Always a Thief
In Always A Thief, Kay Hooper’s prose seems to be coated with Teflon. I found my eyes gliding over the words at a breakneck speed, and in the end, almost none of them stuck. While the story zips along amiably enough, by the end the most suspenseful question was whether the plot or the characters would prove to be more bland. (The plot takes it, but it’s a photo finish.)
Quinn is a notorious uninomial (one-named) cat burglar who we first encounter following a mysterious figure from rooftop to rooftop until his quarry turns and shoots him. He staggers to the apartment of Morgan West, a museum administrator who has crossed paths with Quinn on the job before, and struck sparks every time. She tends to his wounds and learns from her boss that Quinn is working with Interpol to protect the exhibition she has just organized from another, more lethal burglar called Nightshade.

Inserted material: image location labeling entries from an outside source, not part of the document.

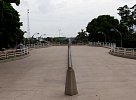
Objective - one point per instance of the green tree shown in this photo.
(128, 17)
(10, 32)
(103, 24)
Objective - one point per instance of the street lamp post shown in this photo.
(114, 29)
(33, 36)
(41, 36)
(104, 35)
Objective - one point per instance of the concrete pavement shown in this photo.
(41, 76)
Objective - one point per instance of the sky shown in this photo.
(64, 17)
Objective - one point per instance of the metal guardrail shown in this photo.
(38, 45)
(102, 44)
(124, 52)
(13, 53)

The story is a combination suspense-romance-mystery, and like many such hybrids, it makes an unsatisfying compromise between the genres, ending up neither fish nor fowl, but instead some species of tofu. Quinn and Morgan are too undistinguished to shore up a good romance – they’re virtually interchangeable with Max, Jared, Storm, and what I presume are other once or future couples from other installments of this series. A pure romance would have zestier sex scenes, too. On the other hand, while a good mystery/suspense novel might get away with these pallid made-for-TV-movie characterizations (and many, of course, go well beyond that standard) few authors in those genres would be content to barely scratch the surface of the museum setting, nor would they spin such a drab plot that leaves its most compelling mysteries to be resolved in another book.

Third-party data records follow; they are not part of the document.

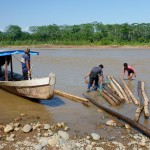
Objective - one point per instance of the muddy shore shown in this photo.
(110, 136)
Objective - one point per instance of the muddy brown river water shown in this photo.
(70, 67)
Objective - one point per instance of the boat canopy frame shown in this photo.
(6, 58)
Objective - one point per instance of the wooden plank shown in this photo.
(69, 96)
(114, 87)
(146, 101)
(141, 106)
(131, 122)
(130, 93)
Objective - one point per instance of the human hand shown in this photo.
(29, 72)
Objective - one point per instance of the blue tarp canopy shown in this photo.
(4, 52)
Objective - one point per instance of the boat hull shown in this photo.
(37, 89)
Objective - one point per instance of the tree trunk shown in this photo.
(130, 93)
(146, 101)
(114, 87)
(141, 106)
(131, 122)
(113, 94)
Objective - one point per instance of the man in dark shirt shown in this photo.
(95, 75)
(25, 61)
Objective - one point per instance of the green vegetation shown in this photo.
(85, 34)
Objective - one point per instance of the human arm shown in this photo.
(123, 72)
(132, 70)
(87, 75)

Judging by the enthusiastic reviews this author has received from several of my colleagues, I suspect this novel is not representative of Kay Hooper’s best work. It’s hard to imagine what a book this slight can have gained in the transition from series romance to suspense novel other than empty calories. If you’re looking for an undemanding read that moves along as slick as a luge track, this book is worth a look. If you’re hoping for something more substantial you’ll be better served elsewhere.